Jakarta, Badan Pengawas Pemilihan Umum – Deputi Bidang Dukungan Teknis Bawaslu, Yusti Erlina, mengapresiasi Thinkleaders dalam menyebarkan semangat anak muda untuk berpartisipasi menjaga demokrasi. Dia menilai masa nontahapan menjadi waktu yang tepat untuk melakukan pendekatan ini.

"Kami mengapresiasi ini sebagai sebuah benih. Harapan kami, banyak kelompok sipil dari kalangan muda yang bisa merespons kerja-kerja Bawaslu," kata Yusti saat menerima audiensi dari Thinkleaders di Kantor Bawaslu, Jakarta, Senin (13/7/2026).

Menurutnya, banyak kalangan muda yang mungkin apatis karena kecewa atas proses demokrasi yang terjadi sebelumnya. Oleh karena itu, dia merasa butuh anak-anak muda yang peduli untuk meluruskan bahwa hal ini merupakan perjuangan bersama.

"Saya rasa harus ada dampak dan output dari setiap langkah atau program yang dilakukan oleh Thinkleaders. Ini dilakukan demi mengurangi rasa apatis dari publik, terutama kalangan anak muda," ungkap dia.

Tenaga Ahli Bawaslu, Apriyanti Marwah, menambahkan bahwa Bawaslu ingin mendengar suara pemuda yang berkontribusi dalam kesuksesan penyelenggaraan pemilu.
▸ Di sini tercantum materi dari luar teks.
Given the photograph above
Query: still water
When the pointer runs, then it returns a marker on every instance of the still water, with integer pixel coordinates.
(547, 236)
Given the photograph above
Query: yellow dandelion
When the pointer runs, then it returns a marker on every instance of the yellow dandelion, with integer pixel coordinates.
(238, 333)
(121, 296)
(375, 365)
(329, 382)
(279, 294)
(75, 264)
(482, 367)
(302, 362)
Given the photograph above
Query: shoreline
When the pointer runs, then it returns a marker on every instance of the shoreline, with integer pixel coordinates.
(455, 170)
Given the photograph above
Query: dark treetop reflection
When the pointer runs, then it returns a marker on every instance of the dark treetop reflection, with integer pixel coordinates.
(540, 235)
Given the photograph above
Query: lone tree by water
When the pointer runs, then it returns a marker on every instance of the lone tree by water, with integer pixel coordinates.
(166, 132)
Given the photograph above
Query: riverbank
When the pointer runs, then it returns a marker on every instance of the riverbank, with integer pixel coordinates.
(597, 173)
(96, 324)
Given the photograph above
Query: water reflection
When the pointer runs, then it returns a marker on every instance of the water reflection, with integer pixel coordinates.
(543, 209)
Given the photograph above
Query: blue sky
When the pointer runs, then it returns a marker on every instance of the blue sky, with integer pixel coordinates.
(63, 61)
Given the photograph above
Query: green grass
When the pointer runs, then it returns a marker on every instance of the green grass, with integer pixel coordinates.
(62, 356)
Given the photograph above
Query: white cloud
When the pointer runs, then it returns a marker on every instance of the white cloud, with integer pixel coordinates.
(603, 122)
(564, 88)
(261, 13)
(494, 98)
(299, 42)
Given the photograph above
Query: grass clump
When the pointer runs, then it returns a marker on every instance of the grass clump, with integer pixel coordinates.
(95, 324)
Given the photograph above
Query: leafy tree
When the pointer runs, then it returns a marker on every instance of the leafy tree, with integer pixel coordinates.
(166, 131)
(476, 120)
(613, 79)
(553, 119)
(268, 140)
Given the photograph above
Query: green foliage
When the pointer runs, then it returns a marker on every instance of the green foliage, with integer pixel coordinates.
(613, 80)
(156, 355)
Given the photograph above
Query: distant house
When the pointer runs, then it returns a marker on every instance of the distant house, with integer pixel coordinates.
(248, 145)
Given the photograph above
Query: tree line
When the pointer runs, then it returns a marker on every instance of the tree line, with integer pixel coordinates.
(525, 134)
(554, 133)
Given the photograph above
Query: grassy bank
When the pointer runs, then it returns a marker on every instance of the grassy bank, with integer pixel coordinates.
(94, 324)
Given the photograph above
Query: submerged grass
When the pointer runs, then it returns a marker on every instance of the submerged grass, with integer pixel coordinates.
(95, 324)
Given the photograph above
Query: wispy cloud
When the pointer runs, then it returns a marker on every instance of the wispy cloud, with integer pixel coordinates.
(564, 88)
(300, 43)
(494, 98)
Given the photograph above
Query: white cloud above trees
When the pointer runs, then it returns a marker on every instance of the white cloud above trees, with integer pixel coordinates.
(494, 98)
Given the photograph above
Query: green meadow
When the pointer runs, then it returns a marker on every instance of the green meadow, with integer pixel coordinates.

Dia berharap Thinkleaders dapat menjadi salah satu organisasi kepemudaan yang ikut serta bersama Bawaslu dalam mengawasi pemilu hingga masa tahapan Pemilu 2029.

"Gen Z dalam proses demokrasi harus bisa menjadikan ini sebagai forum kalian. Teman-teman adalah masyarakat yang aktif di media sosial, gunakan itu untuk menyuarakan agar menjelang pemilu semua pihak bergerak maju," kata Apri.